With its “hostile environment”, the British Home Office has linked current policy with its colonial past, parts of which officialdom had made every effort to suppress. Like most European colonial history, it is top-down, incomplete and therefore inaccurate. Archived material consists almost exclusively of military and administrative documentation, absent the voices of ordinary persons. It is selective: the destruction, disappearance, or ferreting away of embarrassing or unwanted colonial records is not unusual. What the Home Office has managed to resurrect and bring to the fore is a Caribbean history, one based on slavery (the importation of 1.6 million slaves)—egregious, profound exploitation across centuries.
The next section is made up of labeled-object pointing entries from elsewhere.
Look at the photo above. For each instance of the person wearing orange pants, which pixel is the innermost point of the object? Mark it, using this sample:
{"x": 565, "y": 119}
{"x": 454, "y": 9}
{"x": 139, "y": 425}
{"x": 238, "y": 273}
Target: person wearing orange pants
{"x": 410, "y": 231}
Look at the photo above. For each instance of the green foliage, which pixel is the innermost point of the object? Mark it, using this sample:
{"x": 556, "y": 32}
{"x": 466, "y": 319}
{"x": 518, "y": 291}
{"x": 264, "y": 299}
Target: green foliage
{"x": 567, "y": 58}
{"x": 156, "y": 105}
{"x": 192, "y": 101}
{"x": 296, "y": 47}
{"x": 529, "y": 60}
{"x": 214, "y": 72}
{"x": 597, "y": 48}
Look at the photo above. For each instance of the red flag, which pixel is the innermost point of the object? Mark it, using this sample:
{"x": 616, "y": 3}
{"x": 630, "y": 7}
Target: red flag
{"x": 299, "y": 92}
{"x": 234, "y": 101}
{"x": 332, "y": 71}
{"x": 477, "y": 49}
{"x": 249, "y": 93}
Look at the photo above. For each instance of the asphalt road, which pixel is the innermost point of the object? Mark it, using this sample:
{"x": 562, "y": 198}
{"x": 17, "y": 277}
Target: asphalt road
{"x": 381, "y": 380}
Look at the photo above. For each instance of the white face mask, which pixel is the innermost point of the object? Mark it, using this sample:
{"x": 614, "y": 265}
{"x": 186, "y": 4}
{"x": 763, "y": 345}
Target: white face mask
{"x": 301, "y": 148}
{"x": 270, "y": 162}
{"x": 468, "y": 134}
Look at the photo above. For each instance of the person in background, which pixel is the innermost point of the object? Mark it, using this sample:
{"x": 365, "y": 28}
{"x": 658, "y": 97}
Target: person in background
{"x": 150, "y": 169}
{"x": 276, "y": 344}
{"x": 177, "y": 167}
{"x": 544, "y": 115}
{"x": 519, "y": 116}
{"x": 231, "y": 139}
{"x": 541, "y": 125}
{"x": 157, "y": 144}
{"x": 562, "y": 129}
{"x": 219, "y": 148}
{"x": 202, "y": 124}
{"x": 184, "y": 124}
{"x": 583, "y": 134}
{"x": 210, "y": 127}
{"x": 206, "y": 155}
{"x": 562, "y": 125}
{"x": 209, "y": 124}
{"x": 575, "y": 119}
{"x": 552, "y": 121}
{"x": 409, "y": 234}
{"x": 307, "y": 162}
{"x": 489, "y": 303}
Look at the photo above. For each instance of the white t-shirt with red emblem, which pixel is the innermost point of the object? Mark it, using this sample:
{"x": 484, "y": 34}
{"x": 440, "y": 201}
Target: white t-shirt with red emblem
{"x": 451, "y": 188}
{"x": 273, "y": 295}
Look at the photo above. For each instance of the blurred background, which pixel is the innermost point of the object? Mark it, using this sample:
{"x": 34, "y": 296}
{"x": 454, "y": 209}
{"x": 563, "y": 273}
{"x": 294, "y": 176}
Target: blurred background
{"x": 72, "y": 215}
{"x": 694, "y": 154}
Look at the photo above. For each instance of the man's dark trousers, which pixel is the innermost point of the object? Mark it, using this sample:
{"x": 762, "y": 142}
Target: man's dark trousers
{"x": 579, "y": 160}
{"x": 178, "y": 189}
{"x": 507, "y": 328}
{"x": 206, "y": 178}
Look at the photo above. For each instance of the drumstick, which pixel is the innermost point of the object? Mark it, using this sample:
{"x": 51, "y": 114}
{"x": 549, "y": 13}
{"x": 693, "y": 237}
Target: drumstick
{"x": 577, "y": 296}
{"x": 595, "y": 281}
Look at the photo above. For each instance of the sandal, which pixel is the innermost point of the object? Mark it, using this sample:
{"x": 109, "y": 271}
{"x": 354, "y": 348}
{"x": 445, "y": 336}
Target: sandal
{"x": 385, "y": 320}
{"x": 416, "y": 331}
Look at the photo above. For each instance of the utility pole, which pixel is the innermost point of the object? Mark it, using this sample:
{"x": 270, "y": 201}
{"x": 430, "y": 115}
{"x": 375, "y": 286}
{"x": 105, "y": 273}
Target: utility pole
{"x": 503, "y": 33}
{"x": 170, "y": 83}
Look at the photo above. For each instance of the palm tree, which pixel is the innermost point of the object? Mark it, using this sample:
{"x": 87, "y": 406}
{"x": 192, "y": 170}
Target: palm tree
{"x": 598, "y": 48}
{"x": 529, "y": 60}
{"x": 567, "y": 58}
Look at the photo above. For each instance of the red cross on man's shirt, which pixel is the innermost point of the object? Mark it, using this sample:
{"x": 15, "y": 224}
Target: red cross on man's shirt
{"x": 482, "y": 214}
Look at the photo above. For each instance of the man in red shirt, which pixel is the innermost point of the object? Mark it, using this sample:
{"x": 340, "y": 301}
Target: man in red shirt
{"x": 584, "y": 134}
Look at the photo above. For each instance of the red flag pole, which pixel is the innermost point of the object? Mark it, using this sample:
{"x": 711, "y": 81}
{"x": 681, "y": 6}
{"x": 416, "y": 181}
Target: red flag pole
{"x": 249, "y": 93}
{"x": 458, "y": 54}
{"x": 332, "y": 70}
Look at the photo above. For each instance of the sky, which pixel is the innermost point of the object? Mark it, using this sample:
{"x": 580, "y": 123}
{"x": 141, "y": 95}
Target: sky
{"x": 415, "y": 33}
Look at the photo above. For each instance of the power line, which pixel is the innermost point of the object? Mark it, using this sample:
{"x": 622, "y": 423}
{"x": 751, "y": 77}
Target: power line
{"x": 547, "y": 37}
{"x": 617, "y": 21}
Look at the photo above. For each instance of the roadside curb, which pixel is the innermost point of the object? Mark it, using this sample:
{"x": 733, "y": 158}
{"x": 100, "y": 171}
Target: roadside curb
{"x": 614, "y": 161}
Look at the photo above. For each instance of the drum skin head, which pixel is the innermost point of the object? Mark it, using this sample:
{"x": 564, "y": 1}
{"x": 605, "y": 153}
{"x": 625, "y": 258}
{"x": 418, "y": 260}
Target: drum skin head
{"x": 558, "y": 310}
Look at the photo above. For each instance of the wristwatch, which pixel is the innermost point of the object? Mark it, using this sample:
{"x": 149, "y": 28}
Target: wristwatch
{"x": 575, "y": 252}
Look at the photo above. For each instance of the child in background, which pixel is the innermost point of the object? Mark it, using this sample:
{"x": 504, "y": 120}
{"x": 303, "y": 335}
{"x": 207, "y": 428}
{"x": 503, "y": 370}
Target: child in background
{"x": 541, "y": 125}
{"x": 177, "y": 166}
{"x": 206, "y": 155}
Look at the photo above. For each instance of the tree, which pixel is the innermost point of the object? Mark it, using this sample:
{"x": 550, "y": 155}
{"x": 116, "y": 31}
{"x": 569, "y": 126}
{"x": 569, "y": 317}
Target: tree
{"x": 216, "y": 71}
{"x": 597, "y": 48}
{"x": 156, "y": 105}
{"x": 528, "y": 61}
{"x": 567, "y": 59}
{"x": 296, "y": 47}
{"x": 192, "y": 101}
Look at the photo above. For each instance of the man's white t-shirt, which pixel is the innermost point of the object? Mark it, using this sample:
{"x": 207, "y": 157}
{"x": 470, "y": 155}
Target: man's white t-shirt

Only an extraordinary lack of mindfulness of the past and preoccupation with satisfying nativist sentiments could allow this to happen.
The Windrush scandal is now part of colonial history that historians report they want to write from the inside out, as a “history of emotion”. They have begun to focus on the “hostile environment” policy as one explicitly aimed at creating anxiety among immigrant populations. They will focus on those of the Windrush generation that were presented with NHS bills, refused social assistance, evicted from their homes, refused re-entry into the country; on families surprised by their loss of power, right, and citizenship. Inevitably, historians will link the promotion of nativist sentiments beginning in 2010 to the anti-immigration rhetoric and rise of nationalism and will conclude both were ill-judged and shameful.